1. ## Why?

3x(x+4)=x(x+1)
so i divide both side by x
3(x+4)=(x+1)
then 3x+12=x+1
2x=-11
x=(-11/2)

but this is incorrect. why?

2. Hello,
Originally Posted by helloying
3x(x+4)=x(x+1)
so i divide both side by x
3(x+4)=(x+1)
then 3x+12=x+1
2x=-11
x=(-11/2)

but this is incorrect. why?
When solving this type of equation, you mustn't divide. You must factorise, because you miss information this way.

If you divide both sides by 1, you "miss" the solution x=0.

3x(x+4)=x(x+1)
3x(x+4)-x(x+1)=0
x(3x+12-x-1)=0
x(2x+11)=0

the two solutions are :
- x such that x=0
- x such that 2x+11=0

3. Remember that you can divide by x only if x different from zero!

So in case you choose to divide by x, you must precise that x is different from zero.
And then to be thorough you need to examine what happens when x takes the value 0.

This is why it is safer not to divide but factorise.

Quadratic equations sometimes have a common factor containing the unknown quantity.
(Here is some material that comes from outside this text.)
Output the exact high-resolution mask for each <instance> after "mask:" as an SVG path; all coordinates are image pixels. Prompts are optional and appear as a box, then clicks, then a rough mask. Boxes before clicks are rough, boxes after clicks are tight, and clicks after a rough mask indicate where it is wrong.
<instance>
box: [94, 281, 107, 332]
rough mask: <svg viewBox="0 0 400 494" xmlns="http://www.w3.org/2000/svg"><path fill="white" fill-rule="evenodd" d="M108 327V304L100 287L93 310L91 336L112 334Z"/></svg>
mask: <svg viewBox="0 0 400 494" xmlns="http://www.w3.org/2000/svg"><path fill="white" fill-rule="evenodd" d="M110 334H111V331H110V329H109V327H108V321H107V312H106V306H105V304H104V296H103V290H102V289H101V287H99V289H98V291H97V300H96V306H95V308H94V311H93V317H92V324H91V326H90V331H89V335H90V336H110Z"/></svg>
In such cases, dividing by the common factor leads to the loss of a solution.

For instance,

$x^{2} - 5x = 0$

$x - 5 = 0$ (dividing by $x$)

$x = 5$

The solution $x = 0$ has been lost.

Although dividing an equation by a NUMERICAL common factor is correct and sensible, dividing by a common factor containing the unknown quantity results in the loss of a solution.

$3x (x + 4) = x (x + 1)$

Bring everything to one side, and put $RHS = 0.$

$3x (x + 4) - x (x + 1) = 0$

$3x^2 + 12x - x^2 - x = 0$

$2x^2 + 11x = 0$

Now FACTORISE:

$x (2x + 11) = 0$

Either $x = 0$ or $2x + 11 = 0 \Rightarrow x = \frac {-11}{2}$.

I hope that helps.

me07.